The joke came as a result of Kravitz asking Norris what happened at the start of the race at the Autodromo Hermanos Rodriguez, after the Brit dropped from eighth to tenth.
Norris perhaps became a bit defensive; however, it was all done in a light-hearted nature.
The same can’t currently be said for Kravitz and Red Bull, with the Austrians having boycotted speaking to Sky in Mexico following the reporter calling Lewis Hamilton an eight-time World Champion and suggesting that former race director Michael Masi ‘robbed’ the Mercedes driver.
Thankfully, there is no such boycott between Kravitz and Norris, who have also appeared to have a friendly relationship.
The duo’s conversation after the race went as followed, with Norris going on to explain that “nothing too bad happened”.
Kravitz: “What happened at the start? You dropped down to P10.”
Norris: “It’s only two positions, it’s a long run down to Turn 1.”
Kravitz, laughing: “It’s not optimal!”
Norris: “You should try driving, mate.”
“No, I just lost one off the line and one around the corner, it’s as simple as that,” the McLaren driver added.
“Nothing too bad happened. Other than that, we did a good job.”
In a rare occurrence, Norris’ team-mate Daniel Ricciardo actually finished above him, with it usually being the other way around the vast majority of the time.
The Brit would’ve likely finished tenth had Fernando Alonso not retired with yet another power unit failure, highlighting that the Quadrant founder had some luck in his corner in Mexico City.
Norris praised his team-mate, who finished seventh, after the race, but also admitted that the team were too quick in attempting to cover Yuki Tsunoda.
Tsunoda, funnily enough, retired from the race on Lap 51, after being hit by Ricciardo.
“Maybe we covered Yuki [Tsunoda] a bit too early on the hard tyres and it wasn’t the correct thing to do,” added Norris.
“But apart from that, the strategy was reasonable.

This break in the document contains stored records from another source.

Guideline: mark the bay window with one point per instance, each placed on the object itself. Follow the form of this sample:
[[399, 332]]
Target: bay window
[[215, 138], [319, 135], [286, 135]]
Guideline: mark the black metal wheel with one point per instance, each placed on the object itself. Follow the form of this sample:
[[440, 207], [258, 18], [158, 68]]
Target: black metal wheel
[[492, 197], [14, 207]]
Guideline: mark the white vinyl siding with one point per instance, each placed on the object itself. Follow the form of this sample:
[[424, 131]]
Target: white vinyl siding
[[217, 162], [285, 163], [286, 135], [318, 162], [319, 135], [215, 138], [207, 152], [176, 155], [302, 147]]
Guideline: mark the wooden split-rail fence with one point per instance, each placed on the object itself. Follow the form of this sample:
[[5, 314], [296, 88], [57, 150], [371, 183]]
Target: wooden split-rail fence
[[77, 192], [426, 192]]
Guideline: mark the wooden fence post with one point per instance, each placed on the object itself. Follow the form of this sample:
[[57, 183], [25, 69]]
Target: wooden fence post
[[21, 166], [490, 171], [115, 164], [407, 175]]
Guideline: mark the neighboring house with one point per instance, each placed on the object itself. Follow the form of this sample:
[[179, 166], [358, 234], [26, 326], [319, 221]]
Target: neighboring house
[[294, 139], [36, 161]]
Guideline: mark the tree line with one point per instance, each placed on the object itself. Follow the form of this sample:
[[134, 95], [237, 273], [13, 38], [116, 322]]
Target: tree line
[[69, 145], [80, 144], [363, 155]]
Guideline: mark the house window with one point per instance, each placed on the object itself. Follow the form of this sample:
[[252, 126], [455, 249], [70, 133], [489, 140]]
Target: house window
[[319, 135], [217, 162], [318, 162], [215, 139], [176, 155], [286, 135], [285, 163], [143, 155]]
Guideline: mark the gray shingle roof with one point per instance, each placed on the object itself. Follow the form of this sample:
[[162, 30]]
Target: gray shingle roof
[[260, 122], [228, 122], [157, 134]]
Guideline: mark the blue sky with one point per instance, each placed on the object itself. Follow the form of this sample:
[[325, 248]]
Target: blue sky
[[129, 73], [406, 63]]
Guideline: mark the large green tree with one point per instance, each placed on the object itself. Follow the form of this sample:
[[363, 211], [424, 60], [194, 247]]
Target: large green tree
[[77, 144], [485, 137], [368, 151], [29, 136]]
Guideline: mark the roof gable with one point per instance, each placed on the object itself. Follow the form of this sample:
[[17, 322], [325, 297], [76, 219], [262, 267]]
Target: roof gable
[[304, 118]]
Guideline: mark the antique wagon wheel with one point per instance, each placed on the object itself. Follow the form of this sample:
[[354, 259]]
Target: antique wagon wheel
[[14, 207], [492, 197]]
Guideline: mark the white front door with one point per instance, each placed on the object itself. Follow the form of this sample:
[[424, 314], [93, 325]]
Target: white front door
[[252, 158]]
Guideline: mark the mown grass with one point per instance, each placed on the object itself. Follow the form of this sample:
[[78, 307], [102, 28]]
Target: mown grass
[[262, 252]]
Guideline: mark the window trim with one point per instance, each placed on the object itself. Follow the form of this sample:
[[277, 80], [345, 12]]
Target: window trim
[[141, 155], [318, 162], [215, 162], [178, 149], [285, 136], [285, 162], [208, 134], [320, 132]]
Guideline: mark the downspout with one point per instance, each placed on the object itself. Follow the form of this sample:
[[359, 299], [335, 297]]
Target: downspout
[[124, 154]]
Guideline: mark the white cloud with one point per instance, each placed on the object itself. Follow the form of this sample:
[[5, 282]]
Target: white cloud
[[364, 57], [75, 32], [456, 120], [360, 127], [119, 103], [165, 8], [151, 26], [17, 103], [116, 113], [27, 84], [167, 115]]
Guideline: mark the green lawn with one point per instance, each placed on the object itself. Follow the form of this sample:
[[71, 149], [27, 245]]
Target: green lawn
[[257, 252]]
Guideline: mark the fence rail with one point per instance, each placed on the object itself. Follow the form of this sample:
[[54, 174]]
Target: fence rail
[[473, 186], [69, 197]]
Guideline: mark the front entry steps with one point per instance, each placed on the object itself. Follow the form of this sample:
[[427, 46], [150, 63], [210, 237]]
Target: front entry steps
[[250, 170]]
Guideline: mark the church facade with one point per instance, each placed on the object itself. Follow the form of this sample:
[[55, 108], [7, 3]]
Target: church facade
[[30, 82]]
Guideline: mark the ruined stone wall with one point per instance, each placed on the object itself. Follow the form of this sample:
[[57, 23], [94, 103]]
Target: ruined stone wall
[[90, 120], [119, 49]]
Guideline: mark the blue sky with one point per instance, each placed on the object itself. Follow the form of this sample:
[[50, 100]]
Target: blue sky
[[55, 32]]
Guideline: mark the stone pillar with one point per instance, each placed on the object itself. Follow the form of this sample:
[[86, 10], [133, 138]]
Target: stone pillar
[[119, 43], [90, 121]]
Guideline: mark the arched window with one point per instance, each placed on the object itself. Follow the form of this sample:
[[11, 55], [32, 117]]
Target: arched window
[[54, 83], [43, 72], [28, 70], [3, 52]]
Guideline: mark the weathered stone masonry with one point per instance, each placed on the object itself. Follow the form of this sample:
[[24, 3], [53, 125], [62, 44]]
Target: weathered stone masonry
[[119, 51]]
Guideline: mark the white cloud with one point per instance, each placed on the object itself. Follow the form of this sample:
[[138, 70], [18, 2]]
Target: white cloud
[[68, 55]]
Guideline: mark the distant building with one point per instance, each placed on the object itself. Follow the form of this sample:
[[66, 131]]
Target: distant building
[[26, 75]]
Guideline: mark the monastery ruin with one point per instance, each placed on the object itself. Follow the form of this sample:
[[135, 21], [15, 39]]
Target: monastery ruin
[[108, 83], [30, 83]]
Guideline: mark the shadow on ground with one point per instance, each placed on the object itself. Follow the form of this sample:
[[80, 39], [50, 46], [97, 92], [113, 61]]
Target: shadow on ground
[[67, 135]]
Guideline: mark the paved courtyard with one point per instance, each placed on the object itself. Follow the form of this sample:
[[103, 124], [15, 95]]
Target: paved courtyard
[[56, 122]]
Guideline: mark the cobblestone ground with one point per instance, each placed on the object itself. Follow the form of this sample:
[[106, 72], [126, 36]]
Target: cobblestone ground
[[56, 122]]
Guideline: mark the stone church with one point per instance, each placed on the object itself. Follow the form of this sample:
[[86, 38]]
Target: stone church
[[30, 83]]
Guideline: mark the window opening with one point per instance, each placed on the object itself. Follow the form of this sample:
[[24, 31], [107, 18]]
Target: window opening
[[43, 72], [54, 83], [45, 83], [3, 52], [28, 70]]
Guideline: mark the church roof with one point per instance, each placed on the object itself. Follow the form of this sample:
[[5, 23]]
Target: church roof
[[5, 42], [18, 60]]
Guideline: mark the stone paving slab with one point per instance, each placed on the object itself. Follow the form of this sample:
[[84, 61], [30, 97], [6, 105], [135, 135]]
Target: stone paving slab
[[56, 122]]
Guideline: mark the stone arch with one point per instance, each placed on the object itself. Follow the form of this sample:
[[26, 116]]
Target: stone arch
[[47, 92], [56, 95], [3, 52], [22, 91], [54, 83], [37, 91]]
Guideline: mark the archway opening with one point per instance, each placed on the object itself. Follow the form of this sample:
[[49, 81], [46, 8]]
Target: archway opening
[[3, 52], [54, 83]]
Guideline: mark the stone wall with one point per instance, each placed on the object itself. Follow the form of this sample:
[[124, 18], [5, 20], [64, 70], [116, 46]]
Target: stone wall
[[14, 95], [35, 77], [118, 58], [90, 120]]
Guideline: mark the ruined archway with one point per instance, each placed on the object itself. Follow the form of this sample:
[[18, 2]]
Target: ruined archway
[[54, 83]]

“Daniel did a good job. He was in a lucky position that he could just stay out and do whatever he wanted kind of thing, which in other races I’ve been able to do, like at Monza and so on.
“Today just benefited him but obviously it worked out well. We had the plan from the beginning if someone was in that position and Daniel was that guy, so he made up for it and made the most of it.”